I’m working on processing a large csv file and I found this article about batch import: http://naleid.com/blog/2009/10/01/batch-import-performance-with-grails-and-mysql/. I tried to do the same, but it seems to have no effect.
Should the instances be viewable in the database after each flushing? Because now there is either 0 or all of the entites when I try to query ‘SELECT COUNT(*) FROM TABLE1’, so it looks like the instances are commited all at once.
Then I also noticed that the import works quickly when importing for the first time to the blank table, but when the table is full and the entity should be either updated or saved as new, the whole process is enormously slow. It’s mainly because of the memory not being cleaned and decreases to 1MB or less and the app gets stuck.
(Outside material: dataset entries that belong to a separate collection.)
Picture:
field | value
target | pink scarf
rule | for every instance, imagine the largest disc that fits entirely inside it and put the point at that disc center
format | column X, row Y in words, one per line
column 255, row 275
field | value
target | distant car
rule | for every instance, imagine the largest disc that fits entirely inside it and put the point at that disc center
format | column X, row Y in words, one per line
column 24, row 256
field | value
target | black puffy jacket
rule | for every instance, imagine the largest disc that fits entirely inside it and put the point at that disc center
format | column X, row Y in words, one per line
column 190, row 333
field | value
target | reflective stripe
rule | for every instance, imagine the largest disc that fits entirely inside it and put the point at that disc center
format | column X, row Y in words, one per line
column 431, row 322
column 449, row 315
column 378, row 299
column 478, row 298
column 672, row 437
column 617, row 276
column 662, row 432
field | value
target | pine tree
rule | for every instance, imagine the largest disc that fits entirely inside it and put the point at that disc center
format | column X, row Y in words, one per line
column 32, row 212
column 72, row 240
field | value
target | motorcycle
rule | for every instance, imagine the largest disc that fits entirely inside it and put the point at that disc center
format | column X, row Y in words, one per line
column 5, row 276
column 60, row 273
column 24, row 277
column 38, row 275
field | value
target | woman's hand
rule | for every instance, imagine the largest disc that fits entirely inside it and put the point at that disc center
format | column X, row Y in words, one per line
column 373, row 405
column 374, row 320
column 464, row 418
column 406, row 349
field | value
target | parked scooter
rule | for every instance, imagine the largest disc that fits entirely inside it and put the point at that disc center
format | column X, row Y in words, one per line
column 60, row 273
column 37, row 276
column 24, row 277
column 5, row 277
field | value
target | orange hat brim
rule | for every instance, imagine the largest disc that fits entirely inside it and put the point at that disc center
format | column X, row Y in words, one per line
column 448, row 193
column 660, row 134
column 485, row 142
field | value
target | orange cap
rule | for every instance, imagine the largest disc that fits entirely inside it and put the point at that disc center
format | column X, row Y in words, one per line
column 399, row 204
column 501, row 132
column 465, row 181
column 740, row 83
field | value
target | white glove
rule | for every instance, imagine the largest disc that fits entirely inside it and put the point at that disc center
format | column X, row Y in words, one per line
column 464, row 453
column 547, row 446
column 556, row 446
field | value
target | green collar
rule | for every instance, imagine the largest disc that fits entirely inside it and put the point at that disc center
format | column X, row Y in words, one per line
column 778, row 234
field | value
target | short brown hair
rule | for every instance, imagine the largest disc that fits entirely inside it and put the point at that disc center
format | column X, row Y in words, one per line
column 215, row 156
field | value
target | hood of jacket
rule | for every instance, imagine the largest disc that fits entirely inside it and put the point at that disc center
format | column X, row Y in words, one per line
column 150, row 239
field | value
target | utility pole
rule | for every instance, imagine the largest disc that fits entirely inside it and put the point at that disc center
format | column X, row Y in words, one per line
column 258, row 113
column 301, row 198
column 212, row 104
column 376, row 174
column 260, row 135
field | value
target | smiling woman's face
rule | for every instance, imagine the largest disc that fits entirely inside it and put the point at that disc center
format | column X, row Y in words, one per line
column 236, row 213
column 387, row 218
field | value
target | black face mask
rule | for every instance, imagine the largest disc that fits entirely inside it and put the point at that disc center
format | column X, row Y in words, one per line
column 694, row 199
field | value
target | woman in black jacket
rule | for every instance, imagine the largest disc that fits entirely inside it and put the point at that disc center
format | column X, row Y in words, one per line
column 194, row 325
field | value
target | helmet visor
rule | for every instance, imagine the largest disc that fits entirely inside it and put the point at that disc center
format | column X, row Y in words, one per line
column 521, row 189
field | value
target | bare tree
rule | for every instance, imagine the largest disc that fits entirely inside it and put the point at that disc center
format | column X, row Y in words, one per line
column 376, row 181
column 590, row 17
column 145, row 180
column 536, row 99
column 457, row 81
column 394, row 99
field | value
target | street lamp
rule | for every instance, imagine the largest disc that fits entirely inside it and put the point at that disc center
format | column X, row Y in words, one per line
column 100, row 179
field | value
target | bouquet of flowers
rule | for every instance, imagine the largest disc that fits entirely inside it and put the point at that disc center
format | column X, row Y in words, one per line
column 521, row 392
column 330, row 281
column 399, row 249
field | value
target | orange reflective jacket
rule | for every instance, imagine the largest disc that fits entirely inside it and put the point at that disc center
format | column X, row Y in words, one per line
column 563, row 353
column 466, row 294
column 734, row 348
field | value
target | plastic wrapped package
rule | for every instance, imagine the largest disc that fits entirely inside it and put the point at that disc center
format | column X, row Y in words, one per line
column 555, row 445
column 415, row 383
So is it because of not flushing the session?
My code for importing is here:
public void saveAll(List<MedicalInstrument> listMedicalInstruments) {
log.info("start saving")
for (int i = 0; i < listMedicalInstruments.size() - 1; i++) {
def medicalInstrument = listMedicalInstruments.get(i)
def persistedMedicalInstrument = MedicalInstrument.findByCode(medicalInstrument.code)
if (persistedMedicalInstrument) {
persistedMedicalInstrument.properties = medicalInstrument.properties
persistedMedicalInstrument.save()
} else {
medicalInstrument.save()
}
if ((i + 1) % 100 == 0) {
cleanUpGorm()
if ((i + 1) % 1000 == 0) {
log.info("saved ${i} entities")
}
}
}
cleanUpGorm()
}
protected void cleanUpGorm() {
log.info("cleanin GORM")
def session = sessionFactory.currentSession
session.flush()
session.clear()
propertyInstanceMap.get().clear()
}
Thank you very much for any help!
Regards,
Lojza
P.S.: my JVM memory has 252.81 MB in total, but it’s only testing environment for me and 3 other people.
From my experience they still won’t necessarily be visible in the database until they are all committed at the end. I’m using Oracle and the only way I’ve been able to get them to commit in batches (so visible in the database) is by creating separate transactions for each batch and close it out after the flush. That, however, resulted in errors at the end of the process on the final flush. I didn’t have time to figure it out, and using the process above I NEVER had issues no matter how large the data load was.
Using this method still helps tremendously – it really does flush and clear the session. You can watch your memory utilization to see that.
As far as updating a table with records do you have indexes on the table? Sometimes the indexes will slow down mass insert/updates like this because the database is trying to keep the index fresh. Maybe disable the index before the import/update and then enable when it is done?